The path to the folder containing the original audio files. It can be set right away, passed in the build() function or automatically detected.

Example

>>> from pathlib import Path
>>> from OSmOSE import Dataset
>>> dataset = Dataset(Path("home","user","my_dataset"), coordinates = [49.2, -5], owner_group = "gosmose")
property name

str: The Dataset name. It is readonly.

property path

Path: The Dataset path. It is readonly.

property original_folder

Path: The folder containing the original audio file.

property gps_coordinates: Tuple[float, float] | Tuple[Tuple[float, float], Tuple[float, float]]

The GPS coordinates of the listening location. First element is latitude, second is longitude.

GPS coordinates are used to localize the dataset and required for some utilities, like the weather and environment utility.

Parameter

coordinates: str or list or tuple

If the coordinates are a string, it must be the name of a csv file located in data/auxiliary/instrument/, containing two columns: ‘lat’ and ‘lon’ Else, they can be either a list or a tuple of two float, the first being the latitude and second the longitude; or a list or a tuple containing two lists or tuples respectively of floats. In this case, the coordinates are not treated as a point but as an area.

Returns

The GPS coordinates as a tuple.

property depth: int

The depth of the hydrophone, in meter.

Parameter

depth: str or int

If the depth is a string, it must be the name of a csv file located in data/auxiliary/instrument/, containing at least a column ‘depth’

Returns

The depth as an int.

property owner_group: str

str: The Unix group able to interact with the dataset.

build(*, original_folder: str | None = None, owner_group: str | None = None, date_template: str = '%Y-%m-%dT%H:%M:%S.%f%z', auto_normalization: bool = False, force_upload: bool = False, number_test_bad_files: int = 1, dico_aux_substring: dict = {'environment': ['insitu'], 'instrument': ['depth', 'gps']}) None

Set up the architecture of the dataset.

The following operations will be performed on the dataset. None of them are destructive:
  • open and read the header of audio files located in raw/audio/original/.

  • rename files containing illegal characters.

  • generate some stastics regarding the files and dataset durations.

  • write the raw/metadata.csv file.

  • Identify and record files with anomalies (short duration, unreadable header…).

  • Set the permission of the dataset to the osmose group.

Parameters

original_folder: str, optional, keyword-only

The name of the folder containing the original audio file. It is named “original” by convention. If none is passed, the program expects to find either only one folder in the dataset audio folder, or a folder named original

owner_group: str, optional, keyword_only

The name of the group using the osmose dataset. It will have all permissions over the dataset.

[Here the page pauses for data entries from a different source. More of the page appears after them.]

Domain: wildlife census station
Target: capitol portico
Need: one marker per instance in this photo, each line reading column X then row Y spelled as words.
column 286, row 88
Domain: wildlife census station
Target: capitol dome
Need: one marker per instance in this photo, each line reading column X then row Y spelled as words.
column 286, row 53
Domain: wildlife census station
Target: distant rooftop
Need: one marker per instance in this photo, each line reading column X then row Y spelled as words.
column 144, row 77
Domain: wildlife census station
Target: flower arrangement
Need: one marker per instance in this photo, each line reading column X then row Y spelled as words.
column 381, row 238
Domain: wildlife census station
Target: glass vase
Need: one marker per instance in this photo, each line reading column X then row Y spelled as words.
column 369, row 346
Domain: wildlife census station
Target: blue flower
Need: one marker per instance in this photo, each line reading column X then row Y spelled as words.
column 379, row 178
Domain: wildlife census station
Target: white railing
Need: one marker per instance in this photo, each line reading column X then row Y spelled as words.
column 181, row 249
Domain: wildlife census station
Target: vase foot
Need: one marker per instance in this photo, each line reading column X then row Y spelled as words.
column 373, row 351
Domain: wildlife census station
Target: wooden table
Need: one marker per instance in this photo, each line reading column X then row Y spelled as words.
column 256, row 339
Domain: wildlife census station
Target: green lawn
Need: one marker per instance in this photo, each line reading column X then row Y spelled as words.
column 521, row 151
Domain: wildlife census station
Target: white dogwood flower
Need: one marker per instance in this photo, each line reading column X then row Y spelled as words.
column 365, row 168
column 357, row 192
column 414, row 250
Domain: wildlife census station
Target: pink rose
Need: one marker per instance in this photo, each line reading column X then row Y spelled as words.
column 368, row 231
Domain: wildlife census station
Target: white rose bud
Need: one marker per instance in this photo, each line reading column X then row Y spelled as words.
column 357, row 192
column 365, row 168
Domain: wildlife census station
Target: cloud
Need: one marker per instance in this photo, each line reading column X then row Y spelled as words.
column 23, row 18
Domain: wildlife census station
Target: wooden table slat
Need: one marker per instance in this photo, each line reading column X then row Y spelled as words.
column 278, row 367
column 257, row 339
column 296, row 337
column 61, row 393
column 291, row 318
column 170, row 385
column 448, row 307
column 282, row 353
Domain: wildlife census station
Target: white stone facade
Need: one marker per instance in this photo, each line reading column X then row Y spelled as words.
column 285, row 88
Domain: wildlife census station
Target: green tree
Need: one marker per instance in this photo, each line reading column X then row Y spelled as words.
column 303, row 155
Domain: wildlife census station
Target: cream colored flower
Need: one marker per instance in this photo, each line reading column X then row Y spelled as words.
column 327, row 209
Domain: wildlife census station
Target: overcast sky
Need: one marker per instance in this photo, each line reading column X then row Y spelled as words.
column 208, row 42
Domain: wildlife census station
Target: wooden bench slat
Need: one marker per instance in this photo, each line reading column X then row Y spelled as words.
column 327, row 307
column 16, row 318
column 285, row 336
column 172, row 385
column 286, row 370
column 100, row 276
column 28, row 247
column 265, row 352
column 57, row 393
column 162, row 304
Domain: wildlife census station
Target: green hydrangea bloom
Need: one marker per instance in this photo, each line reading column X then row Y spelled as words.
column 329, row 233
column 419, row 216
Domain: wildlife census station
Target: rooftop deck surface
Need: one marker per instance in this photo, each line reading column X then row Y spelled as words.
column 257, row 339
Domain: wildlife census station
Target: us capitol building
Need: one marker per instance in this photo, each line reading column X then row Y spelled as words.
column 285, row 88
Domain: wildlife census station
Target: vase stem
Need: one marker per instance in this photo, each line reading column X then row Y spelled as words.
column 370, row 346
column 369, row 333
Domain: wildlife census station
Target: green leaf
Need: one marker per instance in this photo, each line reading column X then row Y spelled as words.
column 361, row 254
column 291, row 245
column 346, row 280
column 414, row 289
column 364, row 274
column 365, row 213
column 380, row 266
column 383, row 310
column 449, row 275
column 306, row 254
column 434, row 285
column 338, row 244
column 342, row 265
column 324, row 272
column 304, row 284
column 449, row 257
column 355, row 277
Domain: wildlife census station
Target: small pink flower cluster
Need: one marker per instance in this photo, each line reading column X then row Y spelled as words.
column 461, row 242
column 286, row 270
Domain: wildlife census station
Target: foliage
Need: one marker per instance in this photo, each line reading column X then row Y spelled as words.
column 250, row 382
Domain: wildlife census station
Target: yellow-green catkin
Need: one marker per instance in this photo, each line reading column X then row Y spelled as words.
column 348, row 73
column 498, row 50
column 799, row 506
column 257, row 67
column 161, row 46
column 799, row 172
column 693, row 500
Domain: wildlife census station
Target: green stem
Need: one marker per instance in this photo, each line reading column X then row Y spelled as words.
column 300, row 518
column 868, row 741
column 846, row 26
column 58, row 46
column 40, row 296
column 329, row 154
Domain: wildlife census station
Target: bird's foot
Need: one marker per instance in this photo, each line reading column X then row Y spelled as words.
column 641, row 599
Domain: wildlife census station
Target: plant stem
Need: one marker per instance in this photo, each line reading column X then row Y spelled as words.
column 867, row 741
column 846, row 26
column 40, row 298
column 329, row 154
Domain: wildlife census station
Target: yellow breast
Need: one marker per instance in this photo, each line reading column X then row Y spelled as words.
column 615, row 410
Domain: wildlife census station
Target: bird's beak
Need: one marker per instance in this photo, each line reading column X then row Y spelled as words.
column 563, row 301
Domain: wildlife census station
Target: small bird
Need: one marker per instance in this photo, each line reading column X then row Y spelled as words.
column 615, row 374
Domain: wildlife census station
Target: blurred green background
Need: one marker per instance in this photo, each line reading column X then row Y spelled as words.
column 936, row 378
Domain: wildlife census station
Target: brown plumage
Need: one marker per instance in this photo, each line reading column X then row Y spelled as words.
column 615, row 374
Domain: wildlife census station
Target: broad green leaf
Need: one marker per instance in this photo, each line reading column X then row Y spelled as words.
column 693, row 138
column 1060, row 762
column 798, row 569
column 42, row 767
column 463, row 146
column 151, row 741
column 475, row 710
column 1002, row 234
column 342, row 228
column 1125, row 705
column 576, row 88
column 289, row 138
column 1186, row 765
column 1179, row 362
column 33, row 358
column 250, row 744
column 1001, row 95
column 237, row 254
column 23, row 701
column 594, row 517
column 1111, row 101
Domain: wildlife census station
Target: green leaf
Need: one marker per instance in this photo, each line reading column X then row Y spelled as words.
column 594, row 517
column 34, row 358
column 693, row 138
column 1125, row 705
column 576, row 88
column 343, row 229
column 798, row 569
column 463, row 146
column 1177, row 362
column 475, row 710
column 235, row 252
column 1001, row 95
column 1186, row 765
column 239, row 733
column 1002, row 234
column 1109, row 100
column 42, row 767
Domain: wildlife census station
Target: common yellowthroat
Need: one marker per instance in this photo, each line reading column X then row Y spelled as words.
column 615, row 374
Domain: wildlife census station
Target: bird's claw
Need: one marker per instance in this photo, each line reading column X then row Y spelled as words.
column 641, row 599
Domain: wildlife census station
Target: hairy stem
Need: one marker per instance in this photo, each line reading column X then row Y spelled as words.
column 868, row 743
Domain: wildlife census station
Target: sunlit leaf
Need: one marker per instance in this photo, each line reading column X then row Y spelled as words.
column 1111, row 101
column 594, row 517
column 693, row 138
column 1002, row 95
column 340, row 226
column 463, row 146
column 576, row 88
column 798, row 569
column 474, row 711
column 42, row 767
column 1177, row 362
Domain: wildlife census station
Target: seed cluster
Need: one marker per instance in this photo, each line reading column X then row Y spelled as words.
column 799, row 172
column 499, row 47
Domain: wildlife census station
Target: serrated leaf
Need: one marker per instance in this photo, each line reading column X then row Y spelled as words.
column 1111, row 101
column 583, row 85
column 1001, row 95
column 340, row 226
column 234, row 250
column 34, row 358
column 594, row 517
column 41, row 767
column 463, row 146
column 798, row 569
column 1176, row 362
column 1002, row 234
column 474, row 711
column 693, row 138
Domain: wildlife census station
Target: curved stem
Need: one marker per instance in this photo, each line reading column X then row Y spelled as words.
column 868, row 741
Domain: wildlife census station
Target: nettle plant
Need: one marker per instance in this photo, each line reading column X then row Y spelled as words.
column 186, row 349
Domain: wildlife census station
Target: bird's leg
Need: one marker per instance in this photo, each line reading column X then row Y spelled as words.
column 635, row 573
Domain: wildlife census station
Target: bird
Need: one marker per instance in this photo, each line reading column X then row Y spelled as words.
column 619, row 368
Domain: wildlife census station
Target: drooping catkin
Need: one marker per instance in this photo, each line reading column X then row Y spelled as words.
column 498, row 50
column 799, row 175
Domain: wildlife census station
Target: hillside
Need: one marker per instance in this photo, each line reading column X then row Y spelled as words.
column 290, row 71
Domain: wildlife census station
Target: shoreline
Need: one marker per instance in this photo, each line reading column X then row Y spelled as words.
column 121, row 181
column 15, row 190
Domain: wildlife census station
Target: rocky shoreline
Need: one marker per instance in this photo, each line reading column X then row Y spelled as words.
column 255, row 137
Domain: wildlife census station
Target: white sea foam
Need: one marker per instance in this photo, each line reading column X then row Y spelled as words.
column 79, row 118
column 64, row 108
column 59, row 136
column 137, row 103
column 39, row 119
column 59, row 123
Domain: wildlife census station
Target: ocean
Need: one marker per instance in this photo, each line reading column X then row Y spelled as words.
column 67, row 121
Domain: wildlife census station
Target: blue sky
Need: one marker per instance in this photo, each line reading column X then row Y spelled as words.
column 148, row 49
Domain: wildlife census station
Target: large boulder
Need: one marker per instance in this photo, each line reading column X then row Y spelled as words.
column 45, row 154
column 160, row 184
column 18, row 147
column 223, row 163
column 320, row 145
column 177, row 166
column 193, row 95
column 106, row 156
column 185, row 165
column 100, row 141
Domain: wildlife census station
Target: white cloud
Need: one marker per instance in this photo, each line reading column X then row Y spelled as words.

date_template: str, optional, keyword_only

the date template in strftime format. For example, 2017/02/24 has the template %Y/%m/%d. It is used to generate automatically the timestamp.csv file. Alternatively, you can call the script to create the timestamp file first. If no template is provided, will assume that the file already exists. In future versions, the template will be guessed automatically. For more information on strftime template, see https://strftime.org/.

auto_normalization: bool, optional, keyword_only

If true, automatically normalize audio files if the data would cause issues downstream. The default is False.

force_upload: bool, optional, keyword_only

If true, ignore the file anomalies and build the dataset anyway. The default is False.

Returns

dataset: Dataset

The dataset object.

Example

>>> from pathlib import Path
>>> from OSmOSE import Dataset
>>> dataset = Dataset(Path("home","user","my_dataset"))
>>> dataset.build()

DONE ! your dataset is on OSmOSE platform !